La produzione media annua si attesta su circa 250.000 bottiglie. Nello specifico le etichette di Brunello di Montalcino DOCG prodotte in media sono: Brunello Etichetta Classica (tra le 120.000 e 150.000 bottiglie), Brunello Campo del Drago (tra le 6.000 e le 10.000 bottiglie), Brunello Millecento Riserva (tra le 10.000 e 15.000 bottiglie, nato nel 2010 per omaggiare l’anno di costruzione della Fortezza di Castiglion del Bosco), e un’edizione limitata di Brunello Zodiaco (appena 900 bottiglie), che prende il nome da una piccolissima parcella di vigneto, con la migliore posizione. Ogni annata viene celebrata con un’etichetta personalizzata, dedicata al simbolo corrispondente dello Zodiaco Cinese, interpretato da rinomati artisti asiatici. Dal 2015 viene prodotto il Rosso di Montalcino cru Gauggiole. L’azienda, dal 2016, ha la certificazione biologica.

Quali sono, secondo Ferragamo, gli scenari per il Brunello nel mercato mondiale e in particolare negli Usa dopo il Covid-19? “Partendo dal presupposto che le difficoltà le hanno avute tutti e quindi anche noi – risponde – il Brunello sarà uno dei primi a ripartire. Perché i nostri vini, e con nostri intendo tutti quelli di Montalcino, sono fantastici, sono apprezzatissimi. E perché abbiamo sostanza, non vendiamo fumo. E poi le annate 2015 e 2016 sono spettacolose. James Suckling, per citare l’ultimo esempio, le paragona ai più grandi vini del mondo”.

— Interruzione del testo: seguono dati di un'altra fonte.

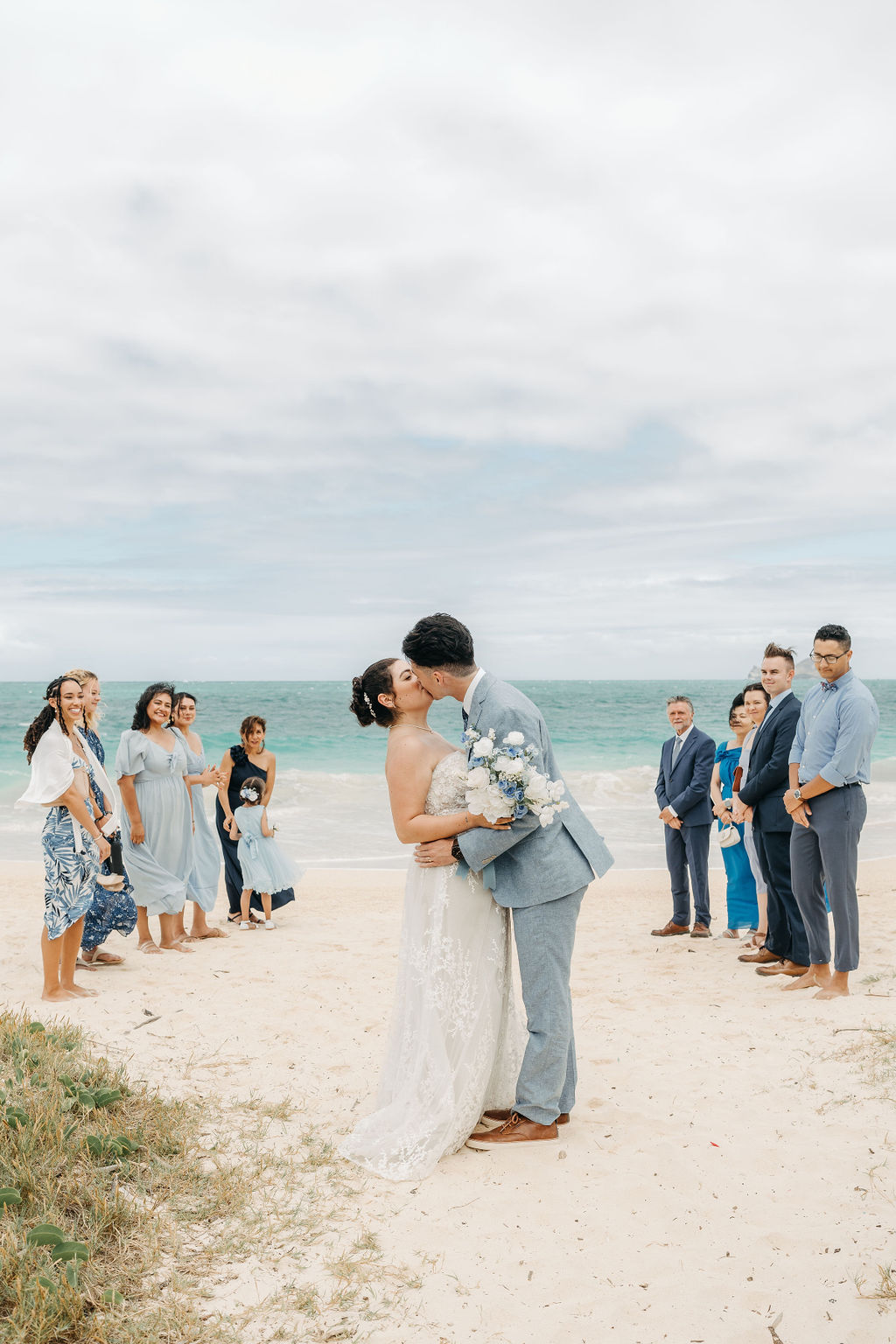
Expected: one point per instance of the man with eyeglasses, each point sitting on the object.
(830, 762)
(786, 948)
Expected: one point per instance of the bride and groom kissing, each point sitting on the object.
(459, 1065)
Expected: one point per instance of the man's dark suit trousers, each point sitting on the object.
(688, 851)
(786, 934)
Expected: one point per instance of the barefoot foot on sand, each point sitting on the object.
(806, 982)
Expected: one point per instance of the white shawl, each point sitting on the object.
(52, 772)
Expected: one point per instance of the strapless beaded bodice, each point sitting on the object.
(448, 790)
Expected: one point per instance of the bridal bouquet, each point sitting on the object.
(502, 781)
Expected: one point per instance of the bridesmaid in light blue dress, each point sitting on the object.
(740, 885)
(263, 864)
(202, 885)
(158, 844)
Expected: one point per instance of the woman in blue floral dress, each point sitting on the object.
(112, 910)
(740, 886)
(203, 880)
(63, 770)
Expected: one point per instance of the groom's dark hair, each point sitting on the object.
(441, 642)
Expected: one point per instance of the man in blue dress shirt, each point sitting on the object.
(830, 762)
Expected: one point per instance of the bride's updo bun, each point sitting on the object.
(366, 692)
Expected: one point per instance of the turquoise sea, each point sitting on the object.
(331, 797)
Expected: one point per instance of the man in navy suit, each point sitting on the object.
(760, 800)
(682, 794)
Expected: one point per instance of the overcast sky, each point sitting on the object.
(574, 318)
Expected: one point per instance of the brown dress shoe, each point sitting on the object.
(516, 1130)
(506, 1115)
(782, 968)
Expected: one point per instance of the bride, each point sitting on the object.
(454, 1045)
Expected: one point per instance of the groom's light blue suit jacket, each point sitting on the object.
(529, 864)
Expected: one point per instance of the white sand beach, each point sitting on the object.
(730, 1158)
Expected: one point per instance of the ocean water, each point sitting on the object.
(331, 800)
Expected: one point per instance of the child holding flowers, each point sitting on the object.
(265, 865)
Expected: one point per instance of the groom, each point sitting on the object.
(540, 872)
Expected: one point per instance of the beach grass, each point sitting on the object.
(122, 1213)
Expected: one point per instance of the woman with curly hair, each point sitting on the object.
(113, 909)
(158, 845)
(63, 772)
(203, 880)
(248, 759)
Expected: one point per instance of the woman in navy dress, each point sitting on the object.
(63, 770)
(112, 910)
(740, 890)
(240, 764)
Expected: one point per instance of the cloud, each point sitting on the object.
(570, 320)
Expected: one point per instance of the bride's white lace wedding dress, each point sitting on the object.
(456, 1042)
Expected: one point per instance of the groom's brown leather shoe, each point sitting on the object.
(516, 1130)
(668, 930)
(506, 1115)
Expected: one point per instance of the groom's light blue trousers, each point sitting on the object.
(544, 940)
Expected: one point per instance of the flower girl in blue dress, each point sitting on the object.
(265, 865)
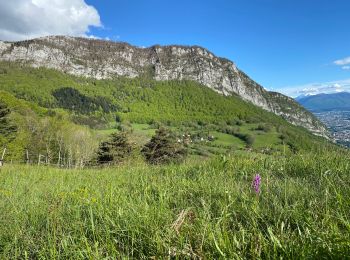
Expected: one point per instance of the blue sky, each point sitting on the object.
(282, 44)
(285, 45)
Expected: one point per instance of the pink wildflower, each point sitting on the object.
(256, 183)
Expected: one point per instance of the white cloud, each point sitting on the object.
(317, 88)
(342, 62)
(25, 19)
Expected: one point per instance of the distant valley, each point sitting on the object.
(334, 111)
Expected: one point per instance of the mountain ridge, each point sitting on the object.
(104, 59)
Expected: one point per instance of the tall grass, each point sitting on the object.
(204, 210)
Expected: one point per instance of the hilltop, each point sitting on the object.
(106, 60)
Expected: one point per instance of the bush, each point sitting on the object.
(163, 148)
(115, 150)
(264, 127)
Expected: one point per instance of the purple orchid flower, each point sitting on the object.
(256, 183)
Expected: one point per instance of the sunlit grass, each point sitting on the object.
(196, 210)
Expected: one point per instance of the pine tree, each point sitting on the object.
(114, 150)
(163, 148)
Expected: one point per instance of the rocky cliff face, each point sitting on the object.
(104, 59)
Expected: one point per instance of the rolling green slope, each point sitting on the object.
(184, 106)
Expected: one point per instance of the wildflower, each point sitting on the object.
(256, 183)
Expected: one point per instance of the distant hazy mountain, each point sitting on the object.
(326, 102)
(107, 60)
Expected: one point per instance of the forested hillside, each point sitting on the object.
(63, 118)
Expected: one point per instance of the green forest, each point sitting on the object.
(144, 169)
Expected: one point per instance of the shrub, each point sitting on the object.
(6, 127)
(264, 127)
(163, 148)
(114, 150)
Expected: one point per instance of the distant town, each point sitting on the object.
(338, 122)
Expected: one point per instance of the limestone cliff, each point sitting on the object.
(104, 59)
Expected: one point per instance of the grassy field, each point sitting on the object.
(206, 210)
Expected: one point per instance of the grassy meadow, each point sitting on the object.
(191, 211)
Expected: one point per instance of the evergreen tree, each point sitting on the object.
(114, 150)
(163, 148)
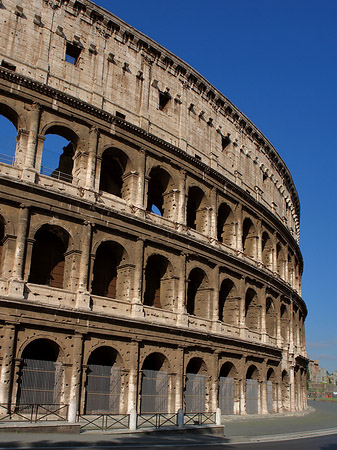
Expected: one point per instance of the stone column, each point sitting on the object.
(7, 358)
(91, 163)
(181, 294)
(137, 307)
(34, 116)
(83, 296)
(16, 284)
(75, 382)
(133, 376)
(182, 198)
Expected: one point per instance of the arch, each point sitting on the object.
(226, 225)
(113, 167)
(195, 385)
(228, 303)
(58, 152)
(270, 317)
(196, 213)
(160, 197)
(248, 238)
(226, 388)
(108, 258)
(267, 250)
(103, 381)
(252, 310)
(197, 293)
(252, 390)
(40, 375)
(158, 282)
(48, 256)
(155, 384)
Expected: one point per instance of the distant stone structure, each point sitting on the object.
(157, 266)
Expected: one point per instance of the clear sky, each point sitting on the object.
(276, 60)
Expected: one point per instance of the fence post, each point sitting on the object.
(180, 418)
(133, 420)
(218, 416)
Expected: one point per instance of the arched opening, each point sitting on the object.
(267, 251)
(284, 322)
(271, 390)
(228, 303)
(155, 383)
(197, 294)
(270, 317)
(113, 167)
(8, 134)
(103, 383)
(160, 198)
(285, 390)
(195, 386)
(40, 375)
(105, 272)
(252, 390)
(158, 289)
(48, 256)
(196, 217)
(226, 388)
(226, 225)
(248, 238)
(58, 153)
(252, 310)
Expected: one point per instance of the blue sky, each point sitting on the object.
(276, 60)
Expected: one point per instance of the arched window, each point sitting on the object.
(252, 310)
(103, 384)
(248, 238)
(105, 272)
(159, 194)
(47, 266)
(154, 390)
(8, 134)
(226, 225)
(58, 153)
(113, 167)
(197, 294)
(226, 388)
(40, 377)
(196, 216)
(267, 250)
(252, 390)
(195, 386)
(158, 289)
(228, 303)
(270, 317)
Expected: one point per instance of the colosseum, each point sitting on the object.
(155, 267)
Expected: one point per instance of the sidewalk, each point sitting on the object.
(319, 420)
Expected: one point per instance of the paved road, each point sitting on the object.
(239, 434)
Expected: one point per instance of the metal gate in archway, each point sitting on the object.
(226, 395)
(252, 396)
(270, 405)
(103, 389)
(195, 391)
(154, 392)
(40, 382)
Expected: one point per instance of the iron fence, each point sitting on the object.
(33, 412)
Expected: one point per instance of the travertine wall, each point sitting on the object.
(213, 277)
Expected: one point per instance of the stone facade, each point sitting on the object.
(165, 243)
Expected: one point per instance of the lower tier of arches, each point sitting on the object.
(116, 372)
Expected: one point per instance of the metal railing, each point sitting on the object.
(156, 420)
(103, 421)
(33, 412)
(201, 418)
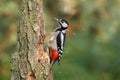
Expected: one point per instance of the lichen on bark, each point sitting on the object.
(30, 61)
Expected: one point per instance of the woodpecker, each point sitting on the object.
(57, 41)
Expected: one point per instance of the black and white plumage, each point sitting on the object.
(57, 39)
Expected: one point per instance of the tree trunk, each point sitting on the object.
(31, 62)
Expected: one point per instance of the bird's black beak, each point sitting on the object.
(56, 19)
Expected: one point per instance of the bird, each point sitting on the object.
(57, 41)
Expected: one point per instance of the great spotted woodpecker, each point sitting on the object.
(57, 41)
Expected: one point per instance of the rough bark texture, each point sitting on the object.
(30, 62)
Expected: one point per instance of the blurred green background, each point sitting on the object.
(93, 41)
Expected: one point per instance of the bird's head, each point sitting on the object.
(63, 23)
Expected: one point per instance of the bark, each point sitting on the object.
(30, 61)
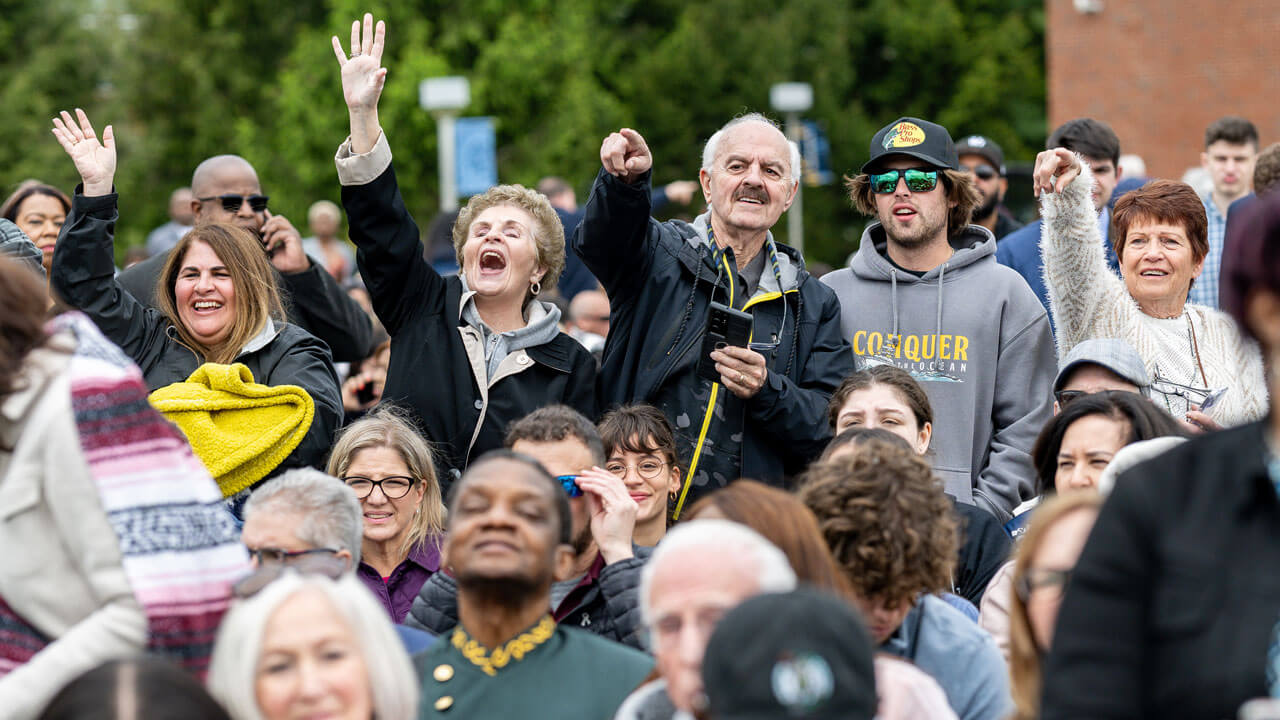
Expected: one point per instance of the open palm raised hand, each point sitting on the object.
(362, 74)
(94, 160)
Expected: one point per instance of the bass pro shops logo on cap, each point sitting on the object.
(904, 135)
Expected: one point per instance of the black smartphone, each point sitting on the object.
(725, 327)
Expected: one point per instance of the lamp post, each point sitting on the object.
(444, 98)
(792, 99)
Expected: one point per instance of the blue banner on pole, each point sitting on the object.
(478, 158)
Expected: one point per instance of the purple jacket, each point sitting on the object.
(398, 591)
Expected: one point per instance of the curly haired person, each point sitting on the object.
(890, 528)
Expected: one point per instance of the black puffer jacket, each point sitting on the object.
(432, 373)
(608, 607)
(312, 300)
(85, 277)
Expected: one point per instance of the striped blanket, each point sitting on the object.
(179, 546)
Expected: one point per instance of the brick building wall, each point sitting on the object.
(1160, 71)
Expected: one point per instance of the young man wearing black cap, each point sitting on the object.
(924, 294)
(984, 162)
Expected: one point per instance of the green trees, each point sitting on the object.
(188, 78)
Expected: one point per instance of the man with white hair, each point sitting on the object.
(699, 572)
(302, 513)
(757, 408)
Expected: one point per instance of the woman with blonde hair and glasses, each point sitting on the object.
(392, 470)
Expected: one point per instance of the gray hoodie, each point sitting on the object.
(976, 337)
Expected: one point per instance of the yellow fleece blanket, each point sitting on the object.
(240, 429)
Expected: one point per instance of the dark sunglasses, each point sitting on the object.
(983, 172)
(232, 203)
(917, 181)
(570, 484)
(1065, 396)
(305, 563)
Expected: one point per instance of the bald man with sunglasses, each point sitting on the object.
(924, 294)
(225, 190)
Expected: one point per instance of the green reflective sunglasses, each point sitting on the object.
(917, 181)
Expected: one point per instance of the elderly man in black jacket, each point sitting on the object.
(764, 417)
(600, 592)
(225, 190)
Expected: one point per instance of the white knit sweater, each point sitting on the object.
(1088, 301)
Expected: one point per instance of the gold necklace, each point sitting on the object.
(515, 648)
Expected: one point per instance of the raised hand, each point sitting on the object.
(94, 160)
(625, 155)
(362, 80)
(283, 245)
(1055, 169)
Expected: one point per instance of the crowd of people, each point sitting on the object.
(593, 464)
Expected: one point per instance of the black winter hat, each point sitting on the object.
(804, 654)
(915, 137)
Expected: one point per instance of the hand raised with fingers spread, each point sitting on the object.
(95, 162)
(1055, 169)
(362, 74)
(626, 155)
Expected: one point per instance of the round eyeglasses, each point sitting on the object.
(394, 487)
(647, 469)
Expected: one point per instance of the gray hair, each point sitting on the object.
(712, 146)
(328, 509)
(712, 537)
(233, 668)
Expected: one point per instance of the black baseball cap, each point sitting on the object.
(986, 147)
(804, 654)
(918, 139)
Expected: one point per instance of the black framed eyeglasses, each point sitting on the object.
(305, 563)
(981, 172)
(394, 487)
(918, 180)
(647, 469)
(1040, 578)
(570, 484)
(232, 203)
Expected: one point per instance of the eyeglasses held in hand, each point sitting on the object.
(1065, 396)
(393, 487)
(982, 172)
(232, 203)
(570, 484)
(319, 561)
(918, 180)
(647, 469)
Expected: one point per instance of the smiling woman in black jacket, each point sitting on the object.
(469, 352)
(216, 292)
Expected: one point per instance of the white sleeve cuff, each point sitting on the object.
(365, 168)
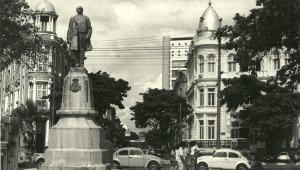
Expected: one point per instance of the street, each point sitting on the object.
(266, 166)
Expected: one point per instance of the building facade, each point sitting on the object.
(33, 79)
(175, 50)
(202, 74)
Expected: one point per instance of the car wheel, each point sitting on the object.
(40, 161)
(153, 166)
(241, 167)
(202, 166)
(116, 165)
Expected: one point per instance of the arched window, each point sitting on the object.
(276, 59)
(201, 64)
(286, 57)
(231, 63)
(211, 63)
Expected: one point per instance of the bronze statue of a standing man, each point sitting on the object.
(79, 36)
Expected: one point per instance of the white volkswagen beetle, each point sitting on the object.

Sono quasi passati cento anni da quando il padre di Massimo, Salvatore Ferragamo, aprì un negozio di scarpe a Hollywood (1923), per dare il via a una storia di un successo nato quasi dal nulla. E, in un certo senso, potremmo fare un parallelo con il Brunello e Montalcino, sessant’anni fa tra i comuni più poveri d’Italia e adesso uno dei più famosi e prestigiosi. “Mio padre, per arrivare dove è arrivato, ha passato diverse difficoltà e ha sopportato tante sofferenze – continua Massimo Ferragamo – però si è sempre rialzato più forte di prima. Anche in questi giorni complicati penso a lui, alla sua autobiografia che, insieme ai racconti di mia madre, mi consentono di farmi un’idea di lui, come se lo conoscessi, visto che avevo 3 anni quando se ne è andato. In alcuni momenti ci si sente persi, specialmente chi adesso lavora nel campo dell’ospitalità, della ristorazione. La mia mente va allora a mio padre, a come si è fatto forza ed è ripartito con più decisione. E quando leggo la storia di Montalcino, di come è uscita dalla guerra, è vero, trovo dei parallelismi. La sofferenza e il sacrificio insegnano parecchio, si diventa più forti. L’importante è non dimenticarselo, rimanere sempre umili. Questa pandemia ci ha insegnato che tutto può cambiare in un secondo, essere spavaldi non serve a niente. Venendo al futuro, penso che a Montalcino c’è ancora tanto da fare e da imparare, ma abbiamo la fortuna di avere un territorio spettacoloso, sia da un punto di vista estetico che tecnico. Si producono vini unici, il Sangiovese si sposa con la Toscana e trova l’eccellenza a Montalcino. È difficilissimo portarlo ad un livello così alto, ma tanti produttori ci sono riusciti. Rimanendo uniti si può crescere ancora, sempre con una visione a lungo termine. Come nella moda, il “brand” Brunello non guarda mai all’anno prossimo, ma deve guardare 10-20 anni avanti”.